Greek cartoonists do a wonderful job of highlighting Erdogan’s relentless acquisitiveness and cynicism, with Kathimerini’s Ilias Makris reaching a wider audience through the paper’s English edition. However, it is one thing to communicate with an audience that is well aware of the issues and another to reach people who are not already caught up in the story, as KAL’s cartoon does with the Economist’s readers.

Turkey has moved quickly and decisively to create a network of propaganda and influence to make sure that it gets its message across the world. It spends millions of dollars on shaping its image and promoting its causes, with expensive lobbyists providing access to politicians, officials and news media; it funds academic programs and think tanks. Arms purchases are another important part of diplomacy, whether Turkey is leveraging its purchases from others or its sales for maximum political influence. Turkish foreign investments go hand in hand with the cultivation of special ties with people in power and with influence in politics, the economy and society. 

In addition, Turkey makes full use of the opportunities provided by technology. A couple of weeks ago, hackers of the so-called “Turkish Cyber Army” attacked Greek government websites – following many such attacks in recent years. On social media, thousands of fake or compromised accounts – but also of people who have been fired up by their government’s aggressive rhetoric – distribute and amplify whatever the Turkish government wants said. They flood the discussion, overwhelming different views, stifling disagreement with Turkish policy. Twitter and Facebook are trying to check and remove accounts that aim at manipulating the public debate. In June, Twitter “archived” 32,242 accounts connected to state agencies in China, Russia and Turkey (7,400). Recently, Facebook shut down a network of accounts from Pakistan, for the same reason. 

Asked by Kathimerini whether Twitter was monitoring Turkish accounts at this time, a company spokesman replied: “Using technology and human review in concert, we proactively tackle attempts at platform manipulation and mitigate them at scale. As is standard, if we have strong evidence of state-backed information operations, following our thorough investigation, we’ll disclose them to our public archive – the largest of its kind in the industry.” 

The Twitter Rules are posted on its site. Every user can read them and learn when and how to flag suspect accounts. 

At the European Union level, the Commission has set up the European Digital Media Observatory to coordinate the member-states’ national observatories in the fight against disinformation. The initiative, however, is still in its infancy. The Hellenic Observatory against Misinformation (ellpap.gr) is an initiative led by Media Verification team (MeVer) of the Center for Research and Technology (CERTH), the School of Journalism and Mass Communications of the Aristotle University of Thessaloniki, Ellinika Hoaxes and Athens Technology Center’s Innovation Lab. Among its main goals is to inform the public about disinformation and unreliable online content, and to advise journalists on tools and methods for detecting false news and misleading content. The initiative needs support and funding so that it can become widely known, so that it can begin to fulfill its mission while the European Observatory is still being set up. 
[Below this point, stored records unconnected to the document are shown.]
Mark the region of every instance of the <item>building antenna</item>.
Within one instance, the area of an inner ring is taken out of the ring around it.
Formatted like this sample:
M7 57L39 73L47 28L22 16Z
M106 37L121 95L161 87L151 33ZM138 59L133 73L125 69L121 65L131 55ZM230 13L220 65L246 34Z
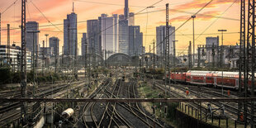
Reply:
M72 9L72 12L73 12L73 9Z

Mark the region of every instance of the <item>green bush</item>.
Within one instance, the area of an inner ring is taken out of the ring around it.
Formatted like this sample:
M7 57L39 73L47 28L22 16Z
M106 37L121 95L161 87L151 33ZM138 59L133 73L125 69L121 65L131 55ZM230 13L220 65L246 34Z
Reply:
M178 107L178 102L171 102L168 103L168 113L167 117L169 118L171 121L173 121L176 119L176 108Z

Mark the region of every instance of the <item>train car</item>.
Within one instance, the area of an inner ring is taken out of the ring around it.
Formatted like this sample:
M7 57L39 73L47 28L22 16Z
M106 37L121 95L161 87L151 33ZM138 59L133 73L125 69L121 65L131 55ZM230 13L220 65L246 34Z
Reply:
M186 73L171 72L170 78L173 82L186 83Z
M73 115L73 110L72 108L68 108L61 113L62 116L65 119L70 118Z
M216 71L214 74L214 86L224 87L226 88L239 88L239 72Z
M186 82L192 84L211 85L214 79L212 73L214 71L193 71L189 70L186 73Z

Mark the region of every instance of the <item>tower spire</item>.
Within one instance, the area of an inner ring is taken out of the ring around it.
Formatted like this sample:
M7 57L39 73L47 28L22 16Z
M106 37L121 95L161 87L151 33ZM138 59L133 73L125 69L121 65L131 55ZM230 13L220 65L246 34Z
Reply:
M128 0L125 0L125 9L124 9L124 13L125 13L125 18L127 19L129 16L129 6L128 6Z
M73 12L73 8L72 8L72 12Z

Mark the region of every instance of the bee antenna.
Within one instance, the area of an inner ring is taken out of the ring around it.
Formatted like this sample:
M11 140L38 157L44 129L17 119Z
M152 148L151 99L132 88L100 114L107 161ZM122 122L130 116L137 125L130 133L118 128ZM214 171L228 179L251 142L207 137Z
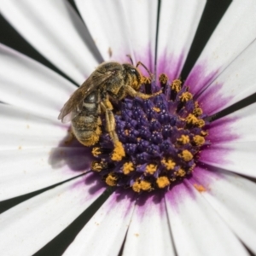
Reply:
M152 73L149 72L148 68L143 62L141 62L141 61L138 61L138 62L137 63L136 67L137 67L139 65L142 65L142 66L147 70L147 72L148 72L148 73L150 79L153 80L153 75L152 75Z
M126 56L130 59L131 63L133 65L133 61L132 61L131 56L130 55L126 55Z

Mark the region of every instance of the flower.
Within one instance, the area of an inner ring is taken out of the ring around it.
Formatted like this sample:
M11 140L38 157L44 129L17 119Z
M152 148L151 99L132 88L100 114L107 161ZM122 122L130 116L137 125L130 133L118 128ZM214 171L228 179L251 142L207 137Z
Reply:
M125 62L126 54L152 71L156 58L157 77L178 79L205 3L161 1L156 57L156 1L76 4L86 27L61 0L8 0L0 8L33 47L81 84L102 60ZM244 255L245 247L256 253L251 180L256 106L219 115L255 93L255 11L253 1L232 2L184 82L204 113L218 117L209 125L211 146L201 150L192 177L137 201L131 189L118 188L64 255L120 250L124 255ZM4 45L0 53L0 100L7 103L0 105L1 200L58 183L0 217L1 252L32 255L102 198L106 186L96 174L83 175L90 170L89 150L68 143L68 125L56 119L75 90L73 83Z

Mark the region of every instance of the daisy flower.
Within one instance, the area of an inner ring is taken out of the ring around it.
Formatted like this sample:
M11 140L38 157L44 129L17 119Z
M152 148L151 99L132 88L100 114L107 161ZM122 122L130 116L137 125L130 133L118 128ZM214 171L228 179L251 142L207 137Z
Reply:
M1 254L56 255L44 247L81 218L66 256L256 253L256 103L230 108L256 91L255 1L230 4L184 81L206 1L74 2L80 16L62 0L0 3L66 75L0 46L0 198L38 191L1 214ZM91 148L57 117L75 84L126 55L154 74L141 91L162 93L119 102L117 160L103 118Z

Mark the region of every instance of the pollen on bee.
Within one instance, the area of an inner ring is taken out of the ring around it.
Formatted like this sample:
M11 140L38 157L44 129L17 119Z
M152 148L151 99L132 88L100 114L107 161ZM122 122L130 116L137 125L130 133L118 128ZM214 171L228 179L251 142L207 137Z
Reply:
M163 84L166 84L168 81L168 77L165 74L165 73L161 73L160 76L159 76L159 81Z
M182 102L187 102L189 100L191 100L192 98L193 98L193 96L189 91L183 92L180 96L180 100Z
M193 137L193 141L195 143L196 146L201 146L205 143L206 140L202 136L195 135Z
M175 174L179 177L184 177L186 175L186 172L183 169L179 168Z
M173 90L176 92L180 91L181 90L181 80L176 79L172 81L172 84L171 84L172 90Z
M91 163L91 170L96 171L96 172L101 172L104 167L103 163L102 162L97 162L97 161L93 161Z
M156 107L154 107L153 108L153 110L154 110L155 112L157 113L160 113L160 109L159 108L156 108Z
M142 180L142 181L136 181L133 184L132 184L132 189L135 192L141 192L141 190L143 191L148 191L152 189L152 186L150 182L145 181L145 180Z
M91 150L91 154L93 156L97 156L101 154L101 148L99 147L95 147Z
M205 192L205 191L207 191L207 189L204 186L202 186L202 185L199 185L199 184L195 183L193 186L199 192Z
M182 135L179 138L177 139L181 144L187 144L189 143L189 137L188 135Z
M113 161L120 161L124 156L125 156L125 152L123 144L120 142L116 142L111 159Z
M170 185L170 181L166 176L161 176L156 179L156 183L160 189L164 189Z
M193 159L193 154L187 149L183 150L182 154L179 156L186 162Z
M113 187L116 185L117 177L113 173L109 173L106 177L106 183L108 186Z
M146 166L146 172L148 174L154 174L157 170L157 166L154 165L154 164L149 164L147 165Z
M169 171L169 170L173 170L175 167L175 162L172 161L171 159L166 160L163 159L161 160L161 163L164 165L164 166Z
M123 172L124 174L127 175L129 173L131 173L131 172L134 171L134 166L133 166L133 164L132 162L126 162L124 164L123 166Z

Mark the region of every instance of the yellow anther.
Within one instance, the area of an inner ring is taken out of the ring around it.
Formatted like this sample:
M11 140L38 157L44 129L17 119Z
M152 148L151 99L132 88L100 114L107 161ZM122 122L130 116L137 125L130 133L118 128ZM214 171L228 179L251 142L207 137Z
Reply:
M186 118L186 122L189 125L195 125L198 123L198 119L192 113L189 113Z
M179 177L184 177L186 175L186 172L183 169L180 168L176 172L176 175Z
M113 173L109 173L106 177L106 183L108 186L113 187L116 185L117 177Z
M193 159L193 154L187 149L183 150L179 156L186 162L189 162Z
M201 146L205 143L206 140L202 136L195 135L193 137L193 141L195 143L196 146Z
M142 84L151 84L151 79L147 78L147 77L142 77Z
M133 171L134 171L134 166L133 166L132 162L127 162L127 163L124 164L124 166L123 166L124 174L127 175L127 174L131 173Z
M148 191L151 189L151 183L148 181L142 180L141 181L141 189L142 190Z
M149 164L146 166L146 172L148 174L154 174L157 170L157 166Z
M195 106L195 108L199 108L199 103L198 103L198 102L194 102L194 106Z
M182 135L177 141L184 145L189 143L189 137L188 135Z
M193 96L190 92L183 92L179 97L182 102L187 102L193 98Z
M176 79L172 81L172 84L171 85L171 89L175 90L176 92L180 91L181 90L181 80Z
M137 192L137 193L139 193L141 191L141 185L138 181L136 181L132 184L132 189L133 189L133 191Z
M96 135L101 135L102 134L102 130L101 130L101 127L100 126L97 126L96 130Z
M203 136L203 137L206 137L206 136L208 135L208 131L201 131L201 135Z
M195 116L200 116L203 113L203 111L201 108L194 108L193 110L193 113L195 115Z
M97 156L101 154L101 148L99 147L93 148L91 150L91 154L93 156Z
M160 113L161 110L159 108L153 107L153 110L154 110L157 113Z
M160 76L159 76L159 81L161 83L161 84L166 84L168 81L168 77L165 74L165 73L161 73Z
M165 166L165 167L166 167L168 171L173 170L174 167L175 167L175 162L172 161L171 159L169 159L169 160L165 160L165 159L163 159L163 160L161 160L161 163Z
M143 191L148 191L148 190L151 190L152 187L151 187L151 183L148 181L136 181L133 184L132 184L132 189L135 192L141 192L141 190Z
M156 183L160 189L164 189L170 185L170 181L166 176L162 176L156 179Z
M196 125L200 128L205 126L206 123L203 119L198 119Z
M105 164L103 162L97 162L97 161L93 161L91 163L91 170L95 172L101 172L105 166Z
M120 142L115 143L111 159L113 161L120 161L124 156L125 156L125 152L123 144Z
M202 186L202 185L194 184L194 188L197 191L199 191L199 192L205 192L205 191L207 191L207 189L204 186Z

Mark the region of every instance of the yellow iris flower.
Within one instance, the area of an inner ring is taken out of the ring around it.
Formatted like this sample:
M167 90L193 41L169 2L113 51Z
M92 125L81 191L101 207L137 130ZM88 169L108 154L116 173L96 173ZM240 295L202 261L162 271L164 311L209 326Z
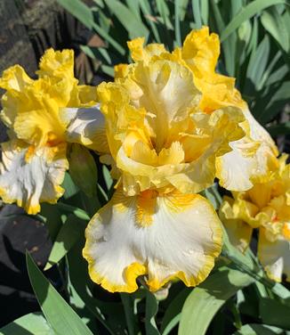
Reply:
M1 118L10 138L2 144L0 196L28 214L36 214L41 201L55 203L62 195L60 184L68 168L67 143L85 142L88 126L101 128L101 122L91 122L88 113L81 128L74 122L77 114L84 114L79 107L96 104L97 94L95 87L77 86L73 51L49 49L39 68L36 80L19 65L0 78L0 87L6 90Z
M278 167L275 144L234 79L215 73L216 35L193 31L173 53L143 43L129 42L133 63L117 66L115 81L97 89L109 149L102 159L118 182L86 229L84 257L91 278L110 291L134 291L139 275L153 291L174 277L204 281L222 232L196 193L215 177L245 191Z
M286 155L267 183L225 197L220 208L230 241L241 251L249 245L253 229L259 229L258 258L268 275L290 281L290 165Z

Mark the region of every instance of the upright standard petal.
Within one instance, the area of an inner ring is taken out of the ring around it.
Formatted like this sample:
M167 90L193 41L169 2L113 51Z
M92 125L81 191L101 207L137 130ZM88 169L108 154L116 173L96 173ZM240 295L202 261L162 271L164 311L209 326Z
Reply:
M247 109L243 113L246 120L240 126L246 136L231 142L232 151L216 161L221 185L238 192L249 190L254 183L267 182L278 168L274 141Z
M99 105L91 108L66 108L60 110L68 142L83 144L100 153L109 153L105 118Z
M90 276L111 292L136 290L140 275L153 291L175 277L197 285L213 268L222 240L212 205L177 191L124 197L117 190L85 236Z
M68 168L66 144L37 149L19 140L2 144L0 196L17 202L28 214L40 210L39 203L55 203L64 190L60 184Z

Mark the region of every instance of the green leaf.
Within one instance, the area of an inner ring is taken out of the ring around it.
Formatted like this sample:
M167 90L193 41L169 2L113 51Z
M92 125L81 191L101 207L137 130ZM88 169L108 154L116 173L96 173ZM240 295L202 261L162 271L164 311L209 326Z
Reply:
M286 4L285 0L255 0L249 3L237 14L221 34L221 42L225 41L244 21L259 12L274 4Z
M56 334L93 335L81 318L44 276L28 252L26 260L33 290L46 320Z
M0 335L54 335L42 313L29 313L0 329Z
M146 335L160 335L156 325L155 315L158 312L158 302L153 293L146 291L145 328Z
M134 335L135 331L135 315L134 315L134 299L132 294L120 293L125 315L128 326L129 335Z
M85 27L93 29L93 13L81 0L57 0L57 2L64 7L68 12L81 21Z
M92 315L102 323L109 334L114 335L115 331L120 331L120 321L125 320L123 306L120 303L105 302L93 297L93 286L88 274L87 262L81 256L84 240L78 241L67 255L68 290L73 290L75 298L82 300Z
M106 5L127 30L130 38L149 36L149 30L133 11L117 0L106 0Z
M290 306L282 301L262 298L259 306L263 323L290 330Z
M200 15L205 25L208 25L208 0L202 0L200 4Z
M202 26L202 17L200 12L200 4L199 0L191 0L191 7L192 7L192 13L194 20L196 21L196 27L197 29L199 29Z
M223 267L193 289L185 301L179 335L204 335L221 306L253 279L240 271Z
M222 12L220 12L219 6L214 0L211 1L211 5L213 8L216 26L219 32L221 33L224 30L225 28ZM233 35L230 37L230 38L224 41L224 43L222 45L223 50L223 57L225 60L225 68L227 73L230 76L233 76L235 72L236 40L237 37Z
M270 126L266 128L271 136L278 136L279 135L290 135L290 122Z
M175 0L174 1L175 46L181 46L181 0Z
M264 29L276 39L282 49L288 53L289 51L289 33L284 17L281 16L276 7L263 12L261 16L261 21Z
M288 335L289 332L281 328L268 326L267 324L244 324L234 335Z
M85 225L74 215L70 215L61 226L48 257L44 271L59 263L77 241L84 235Z
M150 8L149 3L148 1L141 1L140 2L140 7L141 7L142 12L144 13L144 18L146 19L147 22L149 24L149 26L152 29L154 38L155 38L155 42L162 43L160 37L159 37L158 29L157 28L156 20L153 17L153 14L151 12L151 8Z
M93 157L83 145L73 143L69 152L69 173L75 184L89 198L97 194L98 170Z
M279 88L270 93L270 100L261 115L258 116L258 120L262 124L270 121L285 106L290 98L290 81L285 81Z
M79 192L79 188L76 185L68 172L65 174L61 187L65 190L63 194L64 199L69 199Z
M62 225L60 212L56 206L44 202L41 204L40 216L44 217L49 235L53 241Z
M246 78L248 81L248 87L246 92L251 93L251 86L254 84L255 90L258 91L261 87L262 78L265 72L267 62L270 56L270 40L266 35L262 41L258 45L257 49L251 54L249 65L246 69Z
M107 190L109 191L112 187L114 182L109 171L109 168L105 165L102 166L102 173L105 179Z
M162 320L160 332L167 335L181 320L181 309L191 290L183 289L170 303Z
M63 202L58 202L56 206L65 212L74 214L77 217L80 218L81 220L90 220L90 217L87 215L87 213L85 210L78 208L77 207L67 205Z

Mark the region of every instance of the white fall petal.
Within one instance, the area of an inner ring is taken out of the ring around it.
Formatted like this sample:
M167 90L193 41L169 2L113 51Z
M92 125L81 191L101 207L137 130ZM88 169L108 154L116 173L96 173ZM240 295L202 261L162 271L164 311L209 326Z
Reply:
M105 118L98 104L90 108L65 108L60 116L67 126L68 142L83 144L101 153L109 152Z
M177 191L125 197L117 190L91 220L83 251L91 278L104 289L133 292L147 275L157 290L173 278L204 281L222 248L221 222L205 198Z
M19 140L2 144L0 196L36 214L42 201L55 203L64 190L60 184L68 163L66 144L35 148Z

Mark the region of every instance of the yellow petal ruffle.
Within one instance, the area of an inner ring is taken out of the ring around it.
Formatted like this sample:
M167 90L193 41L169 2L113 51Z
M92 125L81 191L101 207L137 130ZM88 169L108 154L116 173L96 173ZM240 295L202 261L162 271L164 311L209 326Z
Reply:
M175 277L195 286L208 275L222 247L213 207L199 195L178 192L124 197L117 190L85 236L90 276L111 292L136 290L140 275L153 291Z

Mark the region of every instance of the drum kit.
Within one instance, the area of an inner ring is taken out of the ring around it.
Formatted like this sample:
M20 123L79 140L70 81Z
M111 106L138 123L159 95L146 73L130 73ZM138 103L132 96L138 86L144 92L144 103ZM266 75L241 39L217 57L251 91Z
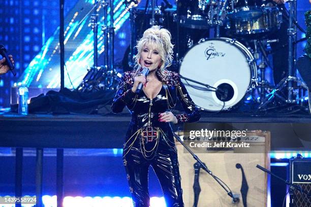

This will demand a multidimensional government policy aimed at averting attacks against Greek interests and informing international public opinion. Also, anyone using social media must be made aware of how to spot manipulation and how to respond to it. 

It is worth noting that even as the evidence shows how Turkey has made great efforts to shape the discourse around issues that interest it, its Presidential Communications Directorate has just set up a Department of Strategic Communications and Crisis Management to counter “psychological campaigns, propaganda and misperception operations against Turkey,” the news site Duvar English reported, quoting Turkey’s Government Gazette. Aside from providing another example of the standard Turkish tactic of accusing others of doing what Turkey does, announcing the founding of a presidential department to do what Turkey is already expert at should be considered a warning of what is to come.